The bill sets caps on sulfur dioxide, nitrogen oxide and carbon dioxide emissions that take effect Dec. 31, 2006. A mercury cap would be set later by the Legislature after more tests were conducted on current emission levels.
If Public Service still owns the plants in 2007, complying with the caps would cost about $5 million annually, or about 40 cents per month on an average 500 kilowatt-hour bill.
The bill now goes to the Senate.
Science, Technology and Energy Chairman Jeb Bradley, the bill’s sponsor, has said allowing Public Service to buy credits is essential to keep the plants open and maintain a mix of power sources in the state. If it can’t buy credits, Public Service would need to spend about $160 million to meet the pollution limits, making it cheaper to close the plants and build new natural gas-burning plants.

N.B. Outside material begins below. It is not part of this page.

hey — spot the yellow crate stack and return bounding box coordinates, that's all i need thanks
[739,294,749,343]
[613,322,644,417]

But Bradley argues New Hampshire should not become too reliant on natural gas. Buying credits from other utilities will encourage them to clean up their plants, he says.
Further, New Hampshire will benefit from cleaner air in upwind states where plants sell credits to Public Service.
Critics like the emission caps, calling them aggressive for regulating carbon dioxide. But they don’t like the credits, which they argue make caps meaningless if Public Service can use them to avoid cleaning up New Hampshire plants.
Credits could be bought from plants that exceed air-quality regulations.
The plan is dividing the environmental community. Some, including the Audubon Society of New Hampshire and the Society for the Preservation of New Hampshire Forests, support it.
Others, including Clean Water Action, New Hampshire Public Interest Research Group and the Sierra Club, oppose the credit trading. They say the three plants are among the dirtiest in the nation and should be cleaned up.